In this session we will discuss how we structured this CBE program to meet the needs of our university and accrediting body.

Course Duration 

Each course in this certificate program adheres to the regular 15-week semester schedule and uses the standard registration process. Students can complete the course work within this timeframe at the pace they choose. No changes to the semester schedule will be incorporated into the initial certificate offering. Only one course in the certificate is offered at a time and students may register for a maximum of one additional course per term. 

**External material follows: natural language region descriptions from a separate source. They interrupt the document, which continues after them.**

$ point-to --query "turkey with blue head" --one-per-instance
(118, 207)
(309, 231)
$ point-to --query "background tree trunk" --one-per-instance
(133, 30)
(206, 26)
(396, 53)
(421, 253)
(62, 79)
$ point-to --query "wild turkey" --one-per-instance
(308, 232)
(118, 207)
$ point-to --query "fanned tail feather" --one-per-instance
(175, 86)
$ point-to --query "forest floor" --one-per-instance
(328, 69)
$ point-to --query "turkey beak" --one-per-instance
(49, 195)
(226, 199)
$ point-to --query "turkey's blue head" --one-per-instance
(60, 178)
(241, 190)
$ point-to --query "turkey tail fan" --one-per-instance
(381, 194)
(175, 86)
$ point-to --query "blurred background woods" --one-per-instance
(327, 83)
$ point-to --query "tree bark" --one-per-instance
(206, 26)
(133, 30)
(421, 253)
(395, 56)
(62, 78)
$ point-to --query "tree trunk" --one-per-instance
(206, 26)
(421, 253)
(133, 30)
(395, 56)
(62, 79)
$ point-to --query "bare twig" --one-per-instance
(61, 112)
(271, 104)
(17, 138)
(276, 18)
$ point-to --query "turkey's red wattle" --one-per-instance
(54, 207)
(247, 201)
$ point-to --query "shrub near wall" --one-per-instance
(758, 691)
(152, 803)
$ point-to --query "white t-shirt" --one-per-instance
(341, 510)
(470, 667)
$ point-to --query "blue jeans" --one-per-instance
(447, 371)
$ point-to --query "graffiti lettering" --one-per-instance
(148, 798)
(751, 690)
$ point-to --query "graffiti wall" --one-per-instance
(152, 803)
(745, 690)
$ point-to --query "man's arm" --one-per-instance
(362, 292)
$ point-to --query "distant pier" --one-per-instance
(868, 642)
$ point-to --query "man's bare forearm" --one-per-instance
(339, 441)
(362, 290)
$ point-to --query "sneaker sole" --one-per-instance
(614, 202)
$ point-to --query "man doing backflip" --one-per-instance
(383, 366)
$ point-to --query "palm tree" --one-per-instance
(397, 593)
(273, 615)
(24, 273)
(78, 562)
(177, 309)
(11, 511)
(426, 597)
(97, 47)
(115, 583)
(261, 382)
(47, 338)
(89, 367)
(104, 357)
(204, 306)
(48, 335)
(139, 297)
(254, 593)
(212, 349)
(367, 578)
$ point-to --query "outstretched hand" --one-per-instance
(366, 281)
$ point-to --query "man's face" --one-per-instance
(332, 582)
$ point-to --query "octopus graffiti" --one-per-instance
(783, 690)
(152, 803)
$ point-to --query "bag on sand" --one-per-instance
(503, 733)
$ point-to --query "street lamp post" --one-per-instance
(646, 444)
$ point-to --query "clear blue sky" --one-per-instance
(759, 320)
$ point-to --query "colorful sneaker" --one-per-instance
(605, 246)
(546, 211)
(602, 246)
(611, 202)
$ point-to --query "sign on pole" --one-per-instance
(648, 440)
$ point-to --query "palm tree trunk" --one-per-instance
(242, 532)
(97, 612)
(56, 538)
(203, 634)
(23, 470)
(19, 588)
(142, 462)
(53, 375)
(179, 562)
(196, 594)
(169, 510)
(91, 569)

comptency sets and Mastery ProjectS 

Each course is structured to include four modules designated as competency sets. Each competency set consists of an overview, baseline assessment, self-rating of proficiency, development of a mastery plan, and final mastery project.  While students must complete each step in in a competency set, they are graded solely on the four mastery projects that they submit in each course. Instructors work individually with students to develop a plan for mastering each competency and this mastery plan must be approved before students can proceed to the mastery project. These mastery projects allow students to demonstrate their competency within an authentic context. Mastery projects are graded using a standardized rubric and a score of  >80% is required for passing. Deficiencies in mastery of a competency are typically identified in the individual meetings and through formative feedback and students are given the opporunity to improve their work. In select situations, students may be allowed to submit artifacts and a reflection to demonstrate alternative mastery of a competency (i.e. QA reviewer). This will be agreed upon during the mastery plan discussion for each competency.

Additional Program Details

Our presentation will address the Canvas templates used to support consistency across courses, the technologies and techniques used to support student engagement, and our ongoing evaluation and continuous quality improvement measures. 

Successful completion of the mastery projects in each course would reflect learning time equivalent to a 3-credit course. The first offerings of each course will allow us to evaluate the work submitted across all students, and assign “credit” value to each assessment.   

III. Quality Assurance and Program Evaluation 

Before a course is published, the instructional design team uses an Online Course Readiness Checklist adapted from the online learning literature to ensure the completion of basic online components such as homepage, syllabus, modules, assessments, course navigation and settings, course facilitation, and plan for first week. Program evaluation will be conducted at mid-point and at the end of the program. Since the program is still in progress, we will report this finding at the conference. 

Participant Engagement in This Session

Jamboard or Mentimeter will be used in for participant engagement and will include prompts related to participant understanding of CBE, how they have structured their own CBE programs, and how our presentation might influence current or future CBE offerings at their institution.